The audience is understandably confused. Several weeks ago, with Omicron infections soaring, the CDC clarified its position on various types of masks, acknowledging that the cloth masks frequently worn by Americans do not offer as much protection as surgical masks. or respiratory. A few days later, Mr. Biden announced that his administration would distribute 400 million high-quality N95 masks to the public free of charge.
Now, several experts said, the agency must quickly come up with measures for when masking and other mitigations should be relaxed — and when they should be reinstated. Dr Wen spoke of an “offramp” and an “on ramp” for mitigation measures, and said two factors are critical: whether hospitals and intensive care units have sufficient capacity, and whether vaccines and boosters protect against serious diseases.

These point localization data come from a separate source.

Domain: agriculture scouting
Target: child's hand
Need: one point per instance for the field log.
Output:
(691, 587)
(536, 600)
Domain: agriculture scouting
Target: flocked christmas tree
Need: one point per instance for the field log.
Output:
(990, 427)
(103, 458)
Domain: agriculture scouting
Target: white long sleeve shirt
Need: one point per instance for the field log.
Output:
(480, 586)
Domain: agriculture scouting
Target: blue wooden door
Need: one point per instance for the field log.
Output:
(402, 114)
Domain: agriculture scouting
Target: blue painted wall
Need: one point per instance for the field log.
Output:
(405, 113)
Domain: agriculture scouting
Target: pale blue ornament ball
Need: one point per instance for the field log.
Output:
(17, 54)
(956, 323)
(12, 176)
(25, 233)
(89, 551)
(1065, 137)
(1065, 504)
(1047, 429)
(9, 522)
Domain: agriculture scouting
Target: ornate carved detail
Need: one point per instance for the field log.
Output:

“Exiting restrictions must be their top priority, because that’s what individuals, businesses, national and local authorities think about every day,” she said.
Drs. Wen, Gounder and Osterholm are on a long list of experts the White House recently consulted. None of the participants would describe the discussions, except to say that the participating administration officials – including Dr. Vivek H. Murthy, the surgeon general; Dr. Fauci; and Dr. David A. Kessler, the scientific adviser for the Covid response – did more listening than talking.
The meetings with outside experts appear to have been prompted by a trio of articles published in January in the Journal of the American Medical Association, in which six former Biden transition advisers urged the administration to take a longer view and to start writing a pandemic playbook aimed at “the new normal”.
The effort was led by Dr. Ezekiel Emanuel, an oncologist and medical ethicist who advised former President Barack Obama. In the first article, Dr. Emanuel, Dr. Gounder and Dr. Osterholm, an epidemiologist at the University of Minnesota, wrote that the United States must avoid being stuck in “a perpetual state of emergency”.